For the current beta for htmLawed 1.2, there is no single, generic representation for data-* attributes. Thus, whereas all on* event attributes like 'onclick' can be specified in config.'s 'deny_attribute' using 'on*', one cannot use 'data*'. Instead one has to use the exact data-* attribute names (the same is true for aria-* attributes).
In your case therefore each data-* attribute has to be named (note that it should be 'on*' and not 'on' and that with 'safe' set to 1, there is no need to separately specify the 'on*'):
$string = htmLawed($string, array(
'safe' => 1,
'deny_attribute' => 'style, class, id, data-abc, data-xyz, on*',
'comment' => 1,
'make_tag_strict' => 0
));
I know this htmLawed behavior needs improvement. I will soon release a new version for better handling of data-*.

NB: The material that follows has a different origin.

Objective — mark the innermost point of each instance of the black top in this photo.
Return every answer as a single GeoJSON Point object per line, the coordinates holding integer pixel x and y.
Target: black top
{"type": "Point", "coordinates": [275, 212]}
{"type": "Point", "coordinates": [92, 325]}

For the time-being, you can edit line# 494 in htmLawed.php to remove -- or preg_match('`data-((?!xml)[^:]+$)`', $k) -- to disallow data-* attributes by default. Then, to allow specific data-* attributes, use htmLawed's 'spec' argument. For example, with following code, 'data-myAttr1' and 'data-myAttr2' will be permitted only in 'div', and 'data-myAttr3' only in 'img'.
htmLawed(
$string,
array(
'safe' => 1,
'deny_attribute' => 'style, class, id',
'comment' => 1,
'make_tag_strict' => 0
),
'div = data-myAttr1, data-myAttr2; img = data-myAttr3'
);
The values in 'data-myAttr1', etc., can also be checked with htmLawed's 'spec' argument (see documentation).